Theory is comfortable. Production is not. I have been running Tessera in parallel with my normal workflow for six weeks, using it during actual client situations and comparing its output to what I would have done without it. The results are encouraging, humbling, and instructive.

The Exchange Migration Incident

A client’s Exchange migration to M365 stalled mid-cutover. Mail flow was partially disrupted. Users were split between on-premise and cloud. The client’s CEO was calling every thirty minutes.

I queried Tessera: “Incident Replay for Exchange hybrid coexistence failures.” It found three prior incidents with similar characteristics. Two had successful resolutions. One had required a full rollback. The replay showed that in all three cases, the root cause was DNS propagation, but the resolution approaches differed based on the organization’s MX record configuration.

Tessera’s output: a three-paragraph briefing with the three precedents, the relevant DNS configurations from each, and a note that the current client’s configuration most closely matched Precedent Two, which was resolved by forcing a specific mail routing connector. Time from query to usable briefing: forty-seven seconds.

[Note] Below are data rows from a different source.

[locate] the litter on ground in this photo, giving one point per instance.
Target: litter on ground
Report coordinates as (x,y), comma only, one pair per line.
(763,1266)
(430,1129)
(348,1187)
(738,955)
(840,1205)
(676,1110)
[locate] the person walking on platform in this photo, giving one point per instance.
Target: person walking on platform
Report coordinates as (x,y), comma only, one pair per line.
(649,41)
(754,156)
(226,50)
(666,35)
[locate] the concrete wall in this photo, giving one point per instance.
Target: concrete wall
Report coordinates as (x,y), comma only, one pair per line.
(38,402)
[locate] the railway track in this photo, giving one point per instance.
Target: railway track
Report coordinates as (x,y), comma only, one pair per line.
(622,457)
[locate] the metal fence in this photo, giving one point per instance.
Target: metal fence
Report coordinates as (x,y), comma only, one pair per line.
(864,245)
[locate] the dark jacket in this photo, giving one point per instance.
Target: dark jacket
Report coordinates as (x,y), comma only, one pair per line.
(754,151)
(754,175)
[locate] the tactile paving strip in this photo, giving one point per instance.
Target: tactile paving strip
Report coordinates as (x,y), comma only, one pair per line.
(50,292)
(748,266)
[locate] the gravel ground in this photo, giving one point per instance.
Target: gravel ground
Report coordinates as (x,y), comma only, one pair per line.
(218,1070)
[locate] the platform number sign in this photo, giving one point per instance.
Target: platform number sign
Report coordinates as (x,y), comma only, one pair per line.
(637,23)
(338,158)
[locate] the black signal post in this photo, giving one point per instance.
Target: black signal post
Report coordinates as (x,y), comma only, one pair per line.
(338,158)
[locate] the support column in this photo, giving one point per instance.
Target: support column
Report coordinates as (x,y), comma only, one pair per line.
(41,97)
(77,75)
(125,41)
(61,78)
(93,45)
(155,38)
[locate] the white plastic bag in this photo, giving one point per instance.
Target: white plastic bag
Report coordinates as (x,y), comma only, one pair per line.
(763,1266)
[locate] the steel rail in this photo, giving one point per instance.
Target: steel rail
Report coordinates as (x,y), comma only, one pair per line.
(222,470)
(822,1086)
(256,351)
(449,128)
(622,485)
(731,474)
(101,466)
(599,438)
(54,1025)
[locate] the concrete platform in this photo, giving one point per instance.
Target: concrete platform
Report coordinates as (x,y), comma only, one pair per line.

Without Tessera, I would have reached the same conclusion, but it would have taken me fifteen to twenty minutes of email searching, ticket history review, and memory reconstruction. The forty-seven seconds mattered because the CEO was on the phone.

The Backup Failure

A managed services client reported that their backup chain had been broken for three weeks without alerting. The monitoring should have caught it. It did not. The question was not just how to fix the backups but how the monitoring failed and what other clients might be affected.

Tessera’s response to “what monitoring gaps have we identified in the last twelve months?” was less useful. It found four prior monitoring failures but could not establish a pattern because the enrichment pipeline had classified them as separate incidents rather than a systemic issue. The graph connections existed but the salience scores were too low for the pattern to surface.

This is a genuine failure mode. Tessera is only as good as the enrichment quality, and systemic patterns that span multiple low-salience incidents are the hardest to detect. I corrected the classification, boosted the salience, and the pattern now surfaces correctly. But I had to find it myself first. The system learned, but it did not discover.

What I Learned

Tessera excels at single-incident remediation support, where there is a clear precedent to match against. It struggles with systemic pattern detection across multiple low-profile incidents. It is faster than manual research by a factor of five to twenty, depending on the complexity. And the verification layer caught two instances where the language model hallucinated specific technical details that were plausible but wrong.

The verification layer earning its keep twice in six weeks is reason enough to keep it. In both cases, I would have caught the error myself eventually, but “eventually” during a crisis is too late.

Production use has shifted my development priorities. Less time on generation quality, more time on enrichment accuracy and systemic pattern detection. The architecture is right. The data quality needs work. That is a solvable problem.